Still, sometimes it’s really wonderful. This month, for example, I performed at Neu Reekie in Edinburgh, and then climbed Arthur’s seat the next morning in the sun to see miles of bright water and city and crag and gorse and croaking crows.
(photo by David Monniaux)
I dined in New College, Oxford, with my friend Hannah and Craig Raine, and then spent the next morning exploring sauterne-coloured colleges with blowsy gardens full of lavender and roses. I took my mother to Greenwich to see Captain Scott’s expedition biscuit, and the chapel that looks like it’s made of Wedgwood china. I sheltered from the rain in Ai Wei Wei’s Serpentine Pavilion. And my husband cooked Jamie Oliver’s Empire Chicken, a multicultural take on the Sunday roast so insanely delicious I’ve been evangelical ever since.

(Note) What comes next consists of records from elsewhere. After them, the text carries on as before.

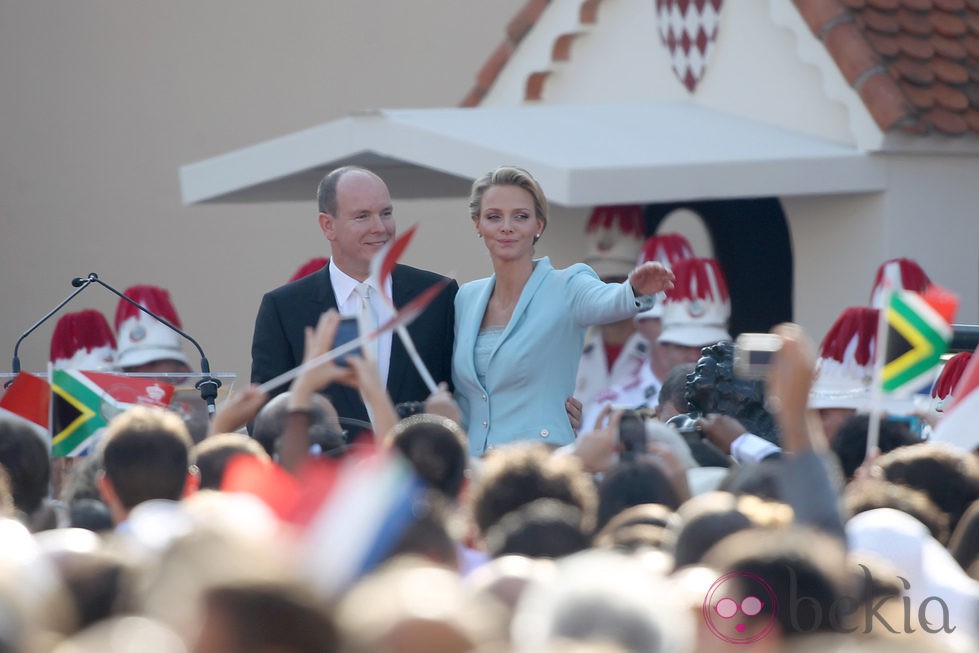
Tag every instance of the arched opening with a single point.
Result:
(750, 239)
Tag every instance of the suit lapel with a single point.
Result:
(541, 269)
(402, 290)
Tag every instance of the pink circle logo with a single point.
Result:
(740, 608)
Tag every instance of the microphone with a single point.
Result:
(208, 385)
(79, 283)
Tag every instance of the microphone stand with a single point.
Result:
(207, 386)
(15, 362)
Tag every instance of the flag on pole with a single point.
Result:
(27, 402)
(916, 335)
(83, 402)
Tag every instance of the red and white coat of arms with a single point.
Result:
(688, 29)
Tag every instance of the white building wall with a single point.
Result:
(103, 101)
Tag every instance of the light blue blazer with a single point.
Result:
(532, 369)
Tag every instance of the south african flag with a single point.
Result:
(82, 403)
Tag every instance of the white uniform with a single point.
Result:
(639, 391)
(593, 373)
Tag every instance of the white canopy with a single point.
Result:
(582, 155)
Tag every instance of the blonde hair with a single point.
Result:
(509, 176)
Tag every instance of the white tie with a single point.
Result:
(367, 317)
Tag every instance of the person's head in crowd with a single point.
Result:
(356, 216)
(707, 518)
(943, 390)
(870, 493)
(614, 240)
(778, 567)
(714, 388)
(695, 311)
(325, 431)
(643, 526)
(412, 606)
(83, 341)
(82, 482)
(633, 483)
(312, 265)
(948, 475)
(145, 455)
(436, 448)
(757, 479)
(25, 458)
(964, 542)
(145, 344)
(254, 617)
(516, 475)
(898, 274)
(850, 443)
(501, 581)
(945, 596)
(98, 580)
(90, 514)
(602, 596)
(211, 456)
(545, 528)
(673, 393)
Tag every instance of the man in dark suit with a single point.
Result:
(357, 218)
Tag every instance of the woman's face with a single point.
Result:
(508, 223)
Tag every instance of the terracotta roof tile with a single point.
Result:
(917, 5)
(915, 47)
(516, 30)
(850, 50)
(946, 24)
(915, 63)
(914, 22)
(921, 98)
(949, 72)
(948, 48)
(950, 98)
(971, 45)
(947, 122)
(885, 44)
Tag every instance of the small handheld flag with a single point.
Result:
(917, 335)
(381, 266)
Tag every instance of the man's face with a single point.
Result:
(675, 354)
(363, 224)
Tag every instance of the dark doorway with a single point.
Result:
(751, 242)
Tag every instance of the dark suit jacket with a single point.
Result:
(279, 339)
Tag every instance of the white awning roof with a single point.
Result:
(582, 155)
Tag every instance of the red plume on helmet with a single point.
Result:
(898, 274)
(950, 376)
(309, 267)
(83, 340)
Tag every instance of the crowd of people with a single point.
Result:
(545, 459)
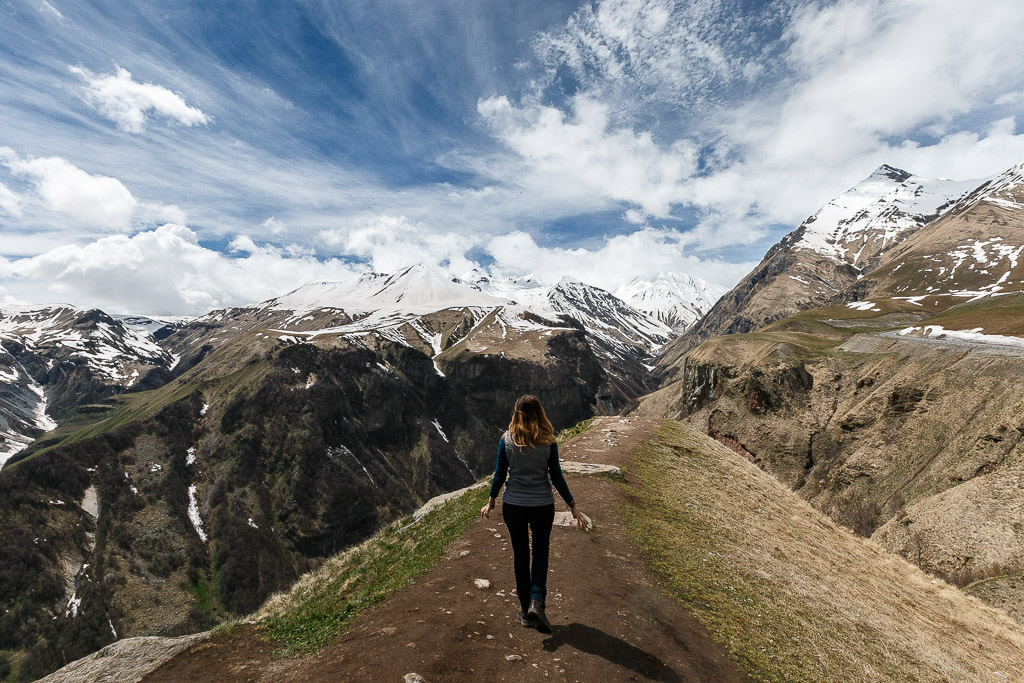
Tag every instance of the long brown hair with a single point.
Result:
(529, 425)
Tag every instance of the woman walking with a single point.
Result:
(527, 456)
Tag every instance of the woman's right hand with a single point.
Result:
(580, 517)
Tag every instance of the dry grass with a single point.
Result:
(996, 315)
(793, 595)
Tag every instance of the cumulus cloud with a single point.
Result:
(582, 154)
(47, 8)
(389, 243)
(10, 203)
(778, 127)
(164, 270)
(129, 103)
(92, 199)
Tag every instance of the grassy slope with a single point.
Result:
(318, 607)
(321, 604)
(793, 595)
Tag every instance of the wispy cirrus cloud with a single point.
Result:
(89, 200)
(130, 103)
(164, 270)
(95, 200)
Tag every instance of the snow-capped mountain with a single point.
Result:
(892, 235)
(416, 290)
(606, 317)
(55, 357)
(676, 299)
(879, 212)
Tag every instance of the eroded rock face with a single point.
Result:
(223, 486)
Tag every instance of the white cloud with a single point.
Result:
(584, 155)
(273, 225)
(10, 203)
(164, 270)
(851, 85)
(389, 243)
(47, 8)
(95, 200)
(676, 53)
(128, 102)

It will probably be hard to avoid think-pieces about Britishness for a couple more months with the Olympics coming. But it might be useful to ignore the tabloids and listen to what the foreign visitors really think about us. Last week I taught some Singaporean teenagers for the Poetry School and was surprised to discover that one of the most memorable discoveries they had made in England was the tuna sandwich. When I asked what images they’d take away with them, a girl told me it was ‘a homeless man keeping warm with a lighter’, which is a fairly stunning indictment of London in June on every level. They wrote (brilliant) odes to, amongst other things, umbrellas and Primark.
Anyway, despite my mixed emotions about our current lather of nationalism, there are some aspects of the British summer I’m really looking forward to: boules in Ramsgate, Rufus Wainwright at Latitude, wild swimming at Wilderness, raspberries coming into season… I’ve got a ticket for the basketball, and I’ve already mentioned how excited I am about the Poetry Parnassus – I hope to see some of you there. I’ll be blogging about it and will have a poem in the Rain of Poems, and be performing on Thursday night at an event called New World Order.